In 1976 and 1989, he spent six months traveling the United States by rail and residing on several Indian reservations.
In the late 1990s, he was commissioned with an installation at the Bundespräsidialamt. In 2002, he received a commission for Seven Rings for Contemplation, a permanent public artwork for Denning's Point State Park in Beacon, New York.
Since 1994 Baumgarten has been Professor at the Berlin University of the Arts.
Baumgarten's numerous awards have included the Prize of the City of Düsseldorf (1974); the Prize of the State of Nordrhein-Westfalen (1976); the Golden Lion, First Prize of the 41st Venice Biennale (1984); the Lichtwark Prize of the City of Hamburg, Germany (1997); and the MFI Prize, Essen (2003).

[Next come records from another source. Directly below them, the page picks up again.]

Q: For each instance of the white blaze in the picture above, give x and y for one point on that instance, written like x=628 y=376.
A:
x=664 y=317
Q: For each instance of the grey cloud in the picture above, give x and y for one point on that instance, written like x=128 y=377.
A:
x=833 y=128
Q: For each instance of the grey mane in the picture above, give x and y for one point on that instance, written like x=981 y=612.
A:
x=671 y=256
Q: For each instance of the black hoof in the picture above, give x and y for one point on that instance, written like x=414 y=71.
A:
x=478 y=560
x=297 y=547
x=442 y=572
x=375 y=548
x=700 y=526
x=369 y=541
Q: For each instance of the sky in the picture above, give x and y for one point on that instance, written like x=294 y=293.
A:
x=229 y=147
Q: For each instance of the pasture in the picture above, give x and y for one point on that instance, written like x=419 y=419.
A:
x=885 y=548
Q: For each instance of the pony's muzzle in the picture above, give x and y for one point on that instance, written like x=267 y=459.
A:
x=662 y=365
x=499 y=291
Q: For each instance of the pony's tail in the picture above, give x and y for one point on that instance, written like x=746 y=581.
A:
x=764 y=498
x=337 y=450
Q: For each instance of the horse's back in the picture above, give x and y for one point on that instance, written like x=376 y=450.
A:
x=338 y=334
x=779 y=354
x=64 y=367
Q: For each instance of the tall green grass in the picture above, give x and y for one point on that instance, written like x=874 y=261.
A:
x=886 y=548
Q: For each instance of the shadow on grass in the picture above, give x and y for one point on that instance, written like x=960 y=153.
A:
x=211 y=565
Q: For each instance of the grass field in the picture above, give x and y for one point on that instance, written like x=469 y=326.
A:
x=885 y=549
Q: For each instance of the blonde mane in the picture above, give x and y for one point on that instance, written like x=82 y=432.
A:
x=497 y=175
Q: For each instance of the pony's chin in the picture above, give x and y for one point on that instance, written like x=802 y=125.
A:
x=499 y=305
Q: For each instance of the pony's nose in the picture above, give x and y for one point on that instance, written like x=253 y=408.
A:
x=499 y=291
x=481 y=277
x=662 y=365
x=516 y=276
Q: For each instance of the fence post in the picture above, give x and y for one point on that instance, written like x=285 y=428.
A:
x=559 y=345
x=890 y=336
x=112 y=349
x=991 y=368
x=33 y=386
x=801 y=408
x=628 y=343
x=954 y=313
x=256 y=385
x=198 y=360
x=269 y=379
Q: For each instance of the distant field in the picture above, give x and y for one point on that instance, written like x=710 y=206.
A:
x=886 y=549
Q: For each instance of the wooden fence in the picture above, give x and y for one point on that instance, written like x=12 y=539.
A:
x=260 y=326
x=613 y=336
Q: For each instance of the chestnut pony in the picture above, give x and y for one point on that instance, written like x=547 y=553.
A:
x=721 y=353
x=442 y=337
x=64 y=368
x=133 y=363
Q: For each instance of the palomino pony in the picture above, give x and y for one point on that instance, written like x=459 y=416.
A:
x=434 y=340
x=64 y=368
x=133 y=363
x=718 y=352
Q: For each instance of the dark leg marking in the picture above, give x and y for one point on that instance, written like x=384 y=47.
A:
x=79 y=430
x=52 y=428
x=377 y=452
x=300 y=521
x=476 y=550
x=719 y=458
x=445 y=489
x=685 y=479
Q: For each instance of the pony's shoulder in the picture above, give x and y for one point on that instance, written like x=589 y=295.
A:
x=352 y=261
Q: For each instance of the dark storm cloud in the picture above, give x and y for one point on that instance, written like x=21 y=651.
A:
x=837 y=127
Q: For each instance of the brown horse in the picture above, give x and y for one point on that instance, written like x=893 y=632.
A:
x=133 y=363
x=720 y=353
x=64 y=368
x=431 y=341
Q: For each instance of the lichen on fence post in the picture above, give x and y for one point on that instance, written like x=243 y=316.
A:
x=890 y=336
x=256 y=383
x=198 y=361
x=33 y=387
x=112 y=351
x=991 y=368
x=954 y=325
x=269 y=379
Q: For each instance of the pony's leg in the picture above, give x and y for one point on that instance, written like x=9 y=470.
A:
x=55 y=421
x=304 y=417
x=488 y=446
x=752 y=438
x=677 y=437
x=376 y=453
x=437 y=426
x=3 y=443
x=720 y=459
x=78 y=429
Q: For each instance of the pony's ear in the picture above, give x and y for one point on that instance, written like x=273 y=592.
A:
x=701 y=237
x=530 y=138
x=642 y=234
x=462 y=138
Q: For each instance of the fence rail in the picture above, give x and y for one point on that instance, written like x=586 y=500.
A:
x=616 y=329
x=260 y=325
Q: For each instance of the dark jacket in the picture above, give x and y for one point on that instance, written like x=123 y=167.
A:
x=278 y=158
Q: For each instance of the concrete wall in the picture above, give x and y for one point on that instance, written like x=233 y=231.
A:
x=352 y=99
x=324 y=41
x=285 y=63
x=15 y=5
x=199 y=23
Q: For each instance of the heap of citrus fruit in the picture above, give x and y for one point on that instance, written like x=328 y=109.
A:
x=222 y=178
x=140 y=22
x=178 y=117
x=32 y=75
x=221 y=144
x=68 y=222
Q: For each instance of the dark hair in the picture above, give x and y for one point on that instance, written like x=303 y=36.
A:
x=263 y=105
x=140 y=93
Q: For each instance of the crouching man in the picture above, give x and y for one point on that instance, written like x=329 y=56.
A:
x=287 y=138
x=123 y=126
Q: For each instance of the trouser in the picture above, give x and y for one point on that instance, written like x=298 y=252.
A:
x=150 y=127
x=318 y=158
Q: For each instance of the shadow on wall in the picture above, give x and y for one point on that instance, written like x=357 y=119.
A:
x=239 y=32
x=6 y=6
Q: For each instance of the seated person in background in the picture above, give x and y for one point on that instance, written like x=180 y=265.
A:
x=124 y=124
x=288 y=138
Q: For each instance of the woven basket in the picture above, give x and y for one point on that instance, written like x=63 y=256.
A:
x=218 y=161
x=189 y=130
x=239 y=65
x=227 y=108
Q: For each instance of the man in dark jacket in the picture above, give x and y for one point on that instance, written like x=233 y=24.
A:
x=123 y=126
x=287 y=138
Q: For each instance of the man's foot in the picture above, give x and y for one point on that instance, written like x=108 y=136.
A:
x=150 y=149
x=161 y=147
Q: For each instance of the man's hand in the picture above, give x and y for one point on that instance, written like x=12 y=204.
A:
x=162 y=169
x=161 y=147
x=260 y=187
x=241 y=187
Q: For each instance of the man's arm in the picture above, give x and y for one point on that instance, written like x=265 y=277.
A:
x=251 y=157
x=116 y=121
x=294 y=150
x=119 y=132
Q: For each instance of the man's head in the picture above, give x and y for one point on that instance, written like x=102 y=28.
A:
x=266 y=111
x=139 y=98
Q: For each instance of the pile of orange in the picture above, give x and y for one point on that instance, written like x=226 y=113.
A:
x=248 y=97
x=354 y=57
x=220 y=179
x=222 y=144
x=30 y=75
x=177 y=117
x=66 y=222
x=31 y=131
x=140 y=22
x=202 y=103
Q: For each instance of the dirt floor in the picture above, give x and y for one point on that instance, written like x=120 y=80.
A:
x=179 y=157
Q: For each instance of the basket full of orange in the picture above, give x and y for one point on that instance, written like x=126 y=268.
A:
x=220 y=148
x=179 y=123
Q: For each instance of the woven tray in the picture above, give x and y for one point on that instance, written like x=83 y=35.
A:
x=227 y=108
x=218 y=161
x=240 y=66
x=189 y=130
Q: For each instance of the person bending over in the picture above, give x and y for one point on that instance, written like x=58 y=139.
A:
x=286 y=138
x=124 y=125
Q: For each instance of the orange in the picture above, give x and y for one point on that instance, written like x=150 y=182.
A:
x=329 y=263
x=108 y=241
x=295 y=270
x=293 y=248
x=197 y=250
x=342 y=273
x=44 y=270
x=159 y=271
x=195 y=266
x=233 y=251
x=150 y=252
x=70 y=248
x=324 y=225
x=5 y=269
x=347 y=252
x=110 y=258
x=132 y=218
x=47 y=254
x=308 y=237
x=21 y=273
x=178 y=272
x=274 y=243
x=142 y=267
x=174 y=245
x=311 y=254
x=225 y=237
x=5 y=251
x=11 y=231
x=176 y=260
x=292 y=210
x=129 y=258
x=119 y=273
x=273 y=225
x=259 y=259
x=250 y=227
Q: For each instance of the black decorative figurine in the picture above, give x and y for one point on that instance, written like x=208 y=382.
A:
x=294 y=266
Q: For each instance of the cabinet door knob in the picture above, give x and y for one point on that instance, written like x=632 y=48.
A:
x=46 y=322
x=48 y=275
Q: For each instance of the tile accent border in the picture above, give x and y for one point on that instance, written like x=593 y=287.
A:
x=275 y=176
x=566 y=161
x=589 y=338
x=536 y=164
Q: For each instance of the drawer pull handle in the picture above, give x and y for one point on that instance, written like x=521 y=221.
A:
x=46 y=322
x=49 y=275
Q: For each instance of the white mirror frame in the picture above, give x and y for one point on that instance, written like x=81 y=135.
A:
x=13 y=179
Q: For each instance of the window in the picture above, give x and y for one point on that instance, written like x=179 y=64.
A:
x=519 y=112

Baumgarten is represented by Galerie Thomas Zander, Cologne, and Marian Goodman Gallery, New York/Paris.
His works are held in numerous museum collections, including the Tate; Dallas Museum of Art, Dallas; Metropolitan Museum of Art, New York; Migros Museum, Zurich; MIT List Visual Arts Center, Cambridge, Massachusetts; Museo Nacional Centro de Arte Reina Sofía, Madrid; Museum für Moderne Kunst, Frankfurt am Main; Museum of Modern Art, New York; Hamburger Bahnhof, Berlin; National Gallery of Art, Washington, D.C.; Stedelijk Museum, Amsterdam; Van Abbemuseum, Eindhoven; De Pont museum, Tilburg and Vancouver Art Gallery.
In 2011, Lothar Baumgarten was a fellow at Villa Massimo, Rome.